I could see why, and I warmed towards her, just a little. Whatever else about this girl, she hadn’t had cheap taste. “What have you told them?”
Frank grinned. “Once she got to the cottage and passed out, the shock and the cold sent her into a hypothermic coma. That slowed down her heartbeat—so anyone who found her could easily have thought she was dead, right?—stopped the blood loss and prevented organ damage. Cooper says it’s ‘clinically ludicrous, but quite possibly plausible to those with no medical knowledge,’ which is fine by me. So far no one seems to have a problem with it.”
He lit up and blew smoke rings at the ceiling. “She’s still unconscious and it’s touch and go, but she might well pull through. You never know.”
I wasn’t about to rise to that. “They’ll want to see her,” I said.
“They already asked. Unfortunately, due to security concerns, we are unable to disclose her location at this time.”
He was enjoying this. “How’d they take it?” I asked.

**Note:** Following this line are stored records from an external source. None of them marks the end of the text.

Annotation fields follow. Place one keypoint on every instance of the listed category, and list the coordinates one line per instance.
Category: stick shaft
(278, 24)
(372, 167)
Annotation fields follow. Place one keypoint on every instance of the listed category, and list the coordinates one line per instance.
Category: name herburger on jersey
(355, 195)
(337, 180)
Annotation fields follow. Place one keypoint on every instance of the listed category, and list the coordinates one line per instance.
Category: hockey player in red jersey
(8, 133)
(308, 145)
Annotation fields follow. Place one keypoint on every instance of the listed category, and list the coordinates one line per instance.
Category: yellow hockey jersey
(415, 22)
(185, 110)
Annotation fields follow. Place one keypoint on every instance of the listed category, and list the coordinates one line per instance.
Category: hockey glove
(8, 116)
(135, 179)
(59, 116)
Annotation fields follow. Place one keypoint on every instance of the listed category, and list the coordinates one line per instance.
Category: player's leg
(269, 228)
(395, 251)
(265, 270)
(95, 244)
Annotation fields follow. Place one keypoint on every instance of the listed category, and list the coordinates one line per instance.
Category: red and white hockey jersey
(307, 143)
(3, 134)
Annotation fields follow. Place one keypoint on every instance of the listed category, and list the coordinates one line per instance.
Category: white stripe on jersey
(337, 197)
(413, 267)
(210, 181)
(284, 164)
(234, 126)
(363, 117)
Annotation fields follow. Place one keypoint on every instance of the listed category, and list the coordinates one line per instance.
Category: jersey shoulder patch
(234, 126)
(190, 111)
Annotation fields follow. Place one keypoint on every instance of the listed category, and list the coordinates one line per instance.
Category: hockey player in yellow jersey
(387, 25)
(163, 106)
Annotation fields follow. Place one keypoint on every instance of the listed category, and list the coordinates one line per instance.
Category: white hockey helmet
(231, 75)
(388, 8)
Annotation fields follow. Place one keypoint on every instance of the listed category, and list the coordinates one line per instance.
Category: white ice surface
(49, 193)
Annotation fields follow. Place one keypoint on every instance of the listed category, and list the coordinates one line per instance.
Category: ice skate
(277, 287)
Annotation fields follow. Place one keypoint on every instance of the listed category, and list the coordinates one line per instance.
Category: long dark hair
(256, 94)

Frank thought about that for a while, head leaned back on the sofa, smoking slowly. “Shaken up,” he said at last, “naturally enough. But there’s no way of knowing whether they’re all four shaky because she got stabbed, or whether one of them’s shaky because she might come round and tell us what happened. They’re very helpful, answer all our questions, no reluctance, nothing like that; it’s only afterwards that you realize they haven’t actually told you very much at all. They’re an odd bunch, Cass; hard to read. I’d love to see what you make of them.”
I swept the photos into a pile and passed them back to Frank. “OK,” I said. “Why did you need to come over and show me these, again?”
He shrugged, all wide innocent blue eyes. “To see if you recognized any of them. That could give a whole different angle—”
“I don’t. Come clean, Frankie. What do you want?”
Frank sighed. He tapped the photos methodically on the table, aligning the edges, and tucked them back into his jacket pocket.
“I want to know,” he said quietly, “if I’m wasting my time here. I need to know if you’re one hundred percent sure that what you want is to go back into work on Monday morning, to DV, and forget this ever happened.”
All the laughter and façade had gone out of his voice, and I knew Frank well enough to know that this was when he was most dangerous. “I’m not sure I have the option of forgetting about it,” I said, carefully. “This thing’s thrown me for a loop. I don’t like it, and I don’t want to get involved.”
“You’re sure about that? Because I’ve been working my arse off these last two days, pumping everyone in sight for every detail of Lexie Madison’s life—”
“Which would’ve needed doing anyway. Quit guilt-tripping me.”
“—and if you’re absolutely positive, then there’s no point in you wasting any more of your time and mine by humoring me.”